USA – St. Louis-based agribusiness giant Bunge Global SA reported a significant decline in net income for the year ended December 31, 2024, with earnings totaling US$1.14 billion, or US$7.99 per share, marking a 49% drop from the previous year’s US$2.24 billion, or US$14.87 per share.
Bunge attributed the sharp decline to weak oilseed processing margins, particularly in South America, which weighed heavily on its core Agribusiness segment during the fourth quarter.
During a February 5 conference call, Gregory A. Heckman, Bunge’s Chief Executive Officer, acknowledged the challenges posed by the “complicated global environment.”
Despite the company’s efforts to optimize its portfolio and maintain financial discipline, Heckman said Bunge now expects adjusted earnings per share (EPS) for 2025 to be approximately US$7.75, down from an earlier forecast of US$8.71.
The company’s shares fell to a 52-week low of $69.78 on the New York Stock Exchange, a 7% decline from the previous day’s close of US$75.02.
Bunge’s financial performance for 2024 showed a decline across multiple metrics. Sales fell 11% to US$53.11 billion from US$59.54 billion in 2023, while adjusted total segment EBIT decreased to US$2.02 billion from US$3.03 billion. On an adjusted basis, EPS dropped to US$9.19 from US$13.66 in the previous year.
Segment performance
The company’s Agribusiness unit, a core revenue driver, faced significant challenges. Adjusted segment EBIT in this division totaled US$1.52 billion, down 34% from US$2.3 billion in 2023.

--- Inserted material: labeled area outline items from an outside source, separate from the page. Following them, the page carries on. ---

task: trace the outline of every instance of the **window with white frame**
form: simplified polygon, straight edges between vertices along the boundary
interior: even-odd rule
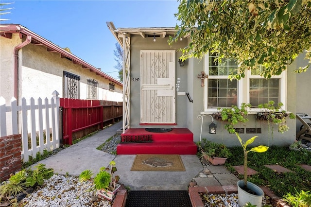
[[[282,102],[286,110],[286,71],[280,75],[266,79],[260,76],[262,66],[257,69],[246,70],[245,77],[238,81],[228,79],[236,71],[237,63],[231,59],[215,61],[217,54],[207,54],[205,56],[205,71],[208,75],[204,88],[205,111],[214,111],[217,108],[240,105],[242,103],[250,104],[253,109],[259,104],[274,101],[277,104]]]
[[[110,90],[115,90],[116,86],[113,83],[109,83],[109,89]]]
[[[280,77],[266,79],[259,74],[262,67],[252,70],[249,77],[249,103],[253,107],[273,101],[276,105],[280,102]]]
[[[87,79],[87,99],[97,99],[98,82],[94,79]]]
[[[208,57],[208,79],[207,84],[207,104],[208,108],[231,107],[237,105],[238,81],[230,81],[229,74],[238,68],[233,60],[215,60],[217,54]]]

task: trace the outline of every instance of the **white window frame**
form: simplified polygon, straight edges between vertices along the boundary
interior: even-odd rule
[[[287,87],[286,87],[286,82],[287,77],[287,70],[283,71],[282,73],[279,75],[273,76],[270,79],[280,79],[280,88],[279,88],[279,98],[280,102],[281,102],[283,105],[282,106],[281,110],[286,110],[286,94],[287,94]],[[264,78],[260,76],[260,75],[253,75],[251,74],[251,70],[247,70],[245,71],[245,75],[244,78],[246,81],[246,93],[245,94],[246,97],[245,99],[247,101],[247,103],[249,103],[249,87],[250,87],[250,79],[253,78],[259,78],[263,79]],[[243,94],[244,95],[244,94]],[[277,104],[277,103],[276,103]],[[260,109],[258,108],[251,108],[249,109],[250,114],[256,113],[257,112],[260,112]]]
[[[208,108],[207,106],[207,92],[208,89],[208,86],[207,81],[208,79],[211,78],[209,77],[209,55],[207,53],[204,55],[204,72],[208,75],[207,78],[206,78],[204,80],[204,107],[205,114],[212,114],[213,112],[216,112],[218,110],[215,108]],[[280,102],[284,104],[282,106],[281,110],[286,110],[286,94],[287,94],[287,70],[283,71],[281,75],[278,76],[274,76],[271,78],[278,78],[280,79]],[[250,79],[251,78],[264,78],[259,75],[251,75],[251,71],[247,70],[245,71],[245,77],[242,78],[241,80],[238,81],[238,91],[237,91],[237,105],[240,107],[242,103],[249,103],[249,87],[250,87]],[[217,76],[217,78],[225,78],[227,77],[226,75]],[[256,114],[260,111],[260,109],[258,108],[251,108],[248,109],[249,114]]]

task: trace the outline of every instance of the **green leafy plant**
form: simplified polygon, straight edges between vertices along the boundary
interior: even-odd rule
[[[300,144],[301,144],[301,140],[297,141],[295,140],[292,144],[290,145],[290,148],[299,149],[301,148]]]
[[[212,50],[222,54],[219,59],[234,58],[239,65],[237,79],[258,65],[264,66],[260,75],[265,78],[279,75],[306,50],[309,63],[295,72],[311,65],[306,32],[311,25],[310,1],[182,0],[175,16],[180,23],[169,44],[186,35],[191,39],[181,50],[182,57],[202,57]]]
[[[26,186],[41,186],[45,179],[48,179],[53,175],[54,170],[52,168],[45,168],[45,165],[39,164],[35,167],[34,171],[28,171],[28,175],[26,179]]]
[[[101,171],[94,178],[94,184],[97,190],[106,189],[109,186],[110,174],[106,171]]]
[[[227,122],[225,125],[225,128],[230,133],[234,133],[234,125],[239,122],[245,123],[248,121],[246,118],[248,114],[247,109],[251,106],[250,104],[242,103],[240,108],[236,105],[232,105],[230,108],[218,108],[219,112],[213,113],[214,118],[217,117],[221,117],[222,121]]]
[[[270,101],[263,104],[259,104],[258,105],[258,107],[261,111],[257,113],[256,118],[258,120],[267,121],[269,129],[270,123],[277,125],[278,132],[283,133],[289,129],[286,124],[287,117],[290,119],[295,119],[295,117],[293,113],[287,113],[285,110],[281,110],[283,105],[283,103],[281,102],[276,104],[273,101]]]
[[[29,187],[42,186],[44,179],[49,179],[53,175],[53,169],[46,169],[45,165],[40,164],[35,167],[36,169],[23,169],[12,175],[7,181],[0,186],[0,201],[12,200],[21,192],[25,192]]]
[[[109,165],[110,168],[102,167],[100,169],[99,172],[96,174],[94,178],[94,184],[96,189],[113,190],[116,188],[116,183],[120,179],[118,175],[113,176],[113,174],[117,171],[116,162],[110,161]],[[91,173],[91,172],[90,172]]]
[[[254,142],[256,138],[258,136],[253,137],[243,143],[242,141],[242,139],[240,137],[240,135],[237,132],[235,132],[235,134],[237,138],[239,139],[240,143],[241,144],[241,146],[243,148],[243,152],[244,154],[244,185],[245,188],[247,186],[247,155],[250,152],[254,152],[256,153],[263,153],[266,152],[269,149],[268,147],[263,145],[259,145],[257,147],[253,147],[249,150],[247,150],[247,147],[249,144],[250,144]]]
[[[79,181],[80,182],[86,181],[86,180],[89,180],[93,175],[93,173],[90,170],[86,170],[82,172],[79,176]]]
[[[16,197],[18,193],[25,192],[27,175],[26,170],[22,170],[3,182],[0,186],[0,201],[4,199],[10,200],[11,196]]]
[[[307,207],[311,206],[311,193],[310,191],[301,190],[292,194],[289,192],[283,199],[289,204],[293,207]]]
[[[203,138],[203,146],[200,143],[197,143],[201,153],[201,158],[206,155],[210,157],[228,158],[232,155],[230,150],[224,144],[219,144],[208,141],[206,138]]]

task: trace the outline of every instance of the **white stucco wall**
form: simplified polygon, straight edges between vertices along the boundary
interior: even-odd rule
[[[189,42],[188,42],[189,43]],[[152,42],[152,38],[143,38],[140,35],[132,35],[131,37],[131,78],[140,77],[140,51],[143,50],[172,50],[176,49],[176,58],[181,56],[178,52],[179,48],[183,48],[187,42],[178,41],[173,44],[171,48],[167,44],[165,38],[157,38],[155,43]],[[178,62],[178,59],[176,63]],[[149,127],[187,127],[193,133],[193,141],[198,141],[200,139],[201,132],[201,120],[198,119],[198,116],[201,112],[204,111],[204,90],[201,86],[201,79],[197,78],[197,75],[201,74],[204,70],[203,59],[191,58],[187,60],[185,66],[180,67],[176,64],[176,78],[181,79],[180,91],[189,93],[193,99],[193,103],[189,102],[186,96],[176,96],[176,124],[169,126],[152,126]],[[295,76],[289,71],[287,74],[287,83],[285,93],[288,94],[285,104],[287,110],[295,113],[295,100],[293,100],[296,92]],[[130,100],[130,125],[131,128],[144,128],[145,126],[139,124],[140,118],[140,87],[139,82],[131,82],[131,100]],[[247,88],[242,91],[246,91]],[[245,101],[244,101],[245,102]],[[288,131],[281,134],[278,132],[277,126],[271,124],[269,126],[267,123],[255,119],[255,115],[248,116],[249,121],[245,124],[239,123],[237,128],[244,128],[245,132],[241,135],[242,139],[246,140],[254,136],[259,136],[254,144],[264,144],[269,146],[273,145],[279,146],[289,145],[295,140],[295,121],[290,120],[287,121],[287,123],[290,129]],[[211,122],[210,117],[206,116],[203,123],[202,138],[208,140],[225,144],[228,146],[240,146],[240,143],[235,134],[230,134],[225,128],[226,122],[215,121],[217,124],[217,134],[211,135],[208,133],[208,124]],[[273,127],[273,135],[272,134],[272,128]],[[260,134],[246,134],[246,128],[260,128]]]
[[[12,39],[0,36],[0,96],[7,102],[14,96],[14,47],[21,42],[18,34]]]
[[[20,70],[19,84],[20,97],[51,97],[55,90],[63,95],[63,72],[80,76],[80,98],[86,99],[87,79],[98,82],[98,97],[99,100],[121,101],[122,87],[116,85],[115,92],[108,91],[108,80],[97,75],[88,69],[83,69],[79,64],[74,64],[69,60],[61,58],[57,52],[47,51],[43,46],[29,44],[23,48],[20,55],[22,66]],[[30,89],[31,88],[31,89]]]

Net sales in the segment declined nearly 10% to US$38.6 billion, although volumes increased to 80.628 million tonnes from 76.019 million tonnes.
Fiscal 2024 results included a US$19 million impairment charge related to a minority investment in North America and US$6 million in insurance recoveries related to property damage from the Ukraine-Russia conflict.

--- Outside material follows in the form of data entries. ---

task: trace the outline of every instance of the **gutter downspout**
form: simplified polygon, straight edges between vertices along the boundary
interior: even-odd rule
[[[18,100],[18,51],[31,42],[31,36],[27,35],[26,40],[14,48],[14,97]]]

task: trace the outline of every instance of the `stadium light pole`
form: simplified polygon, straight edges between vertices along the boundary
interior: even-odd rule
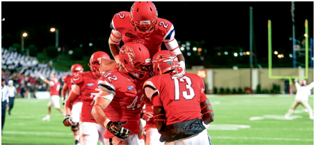
[[[253,37],[253,29],[252,29],[252,7],[250,6],[250,93],[252,93],[252,37]]]
[[[56,33],[56,45],[55,45],[55,47],[56,47],[56,49],[57,49],[58,46],[58,44],[59,44],[59,31],[58,29],[56,29],[55,28],[50,28],[50,31]]]
[[[21,42],[21,50],[22,50],[22,53],[24,53],[24,37],[26,37],[27,36],[27,33],[23,33],[23,34],[21,36],[21,40],[22,40],[22,42]]]

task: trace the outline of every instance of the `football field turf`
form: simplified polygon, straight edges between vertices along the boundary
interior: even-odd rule
[[[215,115],[207,129],[213,145],[314,145],[314,121],[301,105],[289,119],[284,117],[294,96],[207,96]],[[74,144],[71,128],[63,126],[63,116],[54,107],[50,121],[42,121],[48,102],[16,98],[12,115],[6,116],[1,144]],[[312,96],[312,109],[313,102]]]

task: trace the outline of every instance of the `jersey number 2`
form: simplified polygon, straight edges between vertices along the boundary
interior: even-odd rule
[[[186,99],[186,100],[192,100],[195,97],[195,91],[193,90],[193,88],[191,87],[191,79],[187,76],[183,76],[182,78],[179,78],[179,80],[177,79],[177,77],[172,77],[172,80],[174,81],[174,85],[175,87],[175,101],[179,101],[180,100],[180,93],[181,92],[181,96]],[[185,80],[186,81],[185,81]],[[179,85],[181,83],[185,83],[186,85],[186,90],[181,90],[179,88]],[[189,94],[188,91],[189,90]]]

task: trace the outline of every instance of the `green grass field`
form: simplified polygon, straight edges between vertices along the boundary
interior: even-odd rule
[[[284,114],[294,96],[208,96],[215,114],[208,132],[213,145],[314,145],[314,121],[299,105],[289,119]],[[1,144],[74,144],[71,128],[52,108],[43,121],[49,100],[16,98],[12,115],[6,116]],[[314,97],[309,105],[314,108]]]

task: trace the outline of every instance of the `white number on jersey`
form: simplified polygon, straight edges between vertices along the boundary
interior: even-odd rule
[[[191,100],[195,97],[195,91],[193,88],[191,87],[191,79],[187,76],[183,76],[182,78],[179,78],[179,81],[178,80],[177,77],[172,77],[172,80],[174,81],[174,85],[175,86],[175,101],[180,100],[180,92],[181,92],[181,96],[186,100]],[[186,81],[185,81],[186,80]],[[188,90],[183,90],[181,91],[179,88],[179,84],[186,82],[187,84],[185,83],[186,89],[189,90],[189,94]]]

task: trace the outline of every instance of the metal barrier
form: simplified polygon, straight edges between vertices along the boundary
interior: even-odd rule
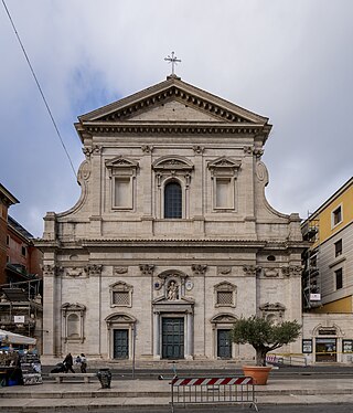
[[[171,384],[171,412],[175,405],[186,404],[246,404],[258,412],[255,384],[249,377],[179,378]]]
[[[308,360],[304,354],[291,354],[291,353],[276,353],[267,354],[266,362],[274,366],[300,366],[307,367]]]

Bunge’s Refined and Specialty Oils unit also saw a downturn, with adjusted segment EBIT totaling US$739 million, a 16% decline from US$883 million in 2023. Sales in the division fell 13% to US$12.77 billion, although volumes rose to 9.134 million tonnes from 8.908 million tonnes.
In contrast, the company’s Milling unit showed resilience, with adjusted segment EBIT increasing 9% to US$93 million from US$85 million in 2023. Despite this growth, net sales in the division decreased 18% to US$1.56 billion from US$1.9 billion, while volumes rose to 3.703 million tonnes from 3.391 million tonnes.
Looking Ahead
Despite the headwinds, Bunge is moving forward with several strategic initiatives aimed at strengthening its position in the global market.
Heckman highlighted the upcoming close of the company’s business combination with Viterra and noted progress in regulatory approvals, including a recent green light from the Canadian government and ongoing discussions with Chinese authorities.
The company is also advancing its acquisition of CJ Selecta, a leading Brazilian manufacturer of soy protein concentrate, and expects the transaction to close soon.
In October 2024, Bunge completed the sale of its sugar and bioenergy joint venture in Brazil to BP, a move aimed at streamlining its operations and supporting stock repurchases.
Additionally, Bunge plans to finalize a partnership with Repsol to develop low-carbon feedstocks for renewable fuel production, marking a first-of-its-kind alliance in Europe.
Despite the challenging financial landscape, Heckman emphasized Bunge’s readiness to navigate market uncertainties and pursue growth opportunities.
“Planning for these large initiatives takes teamwork and cross-functional collaboration,” he said, underscoring the company’s strategic focus on long-term value creation.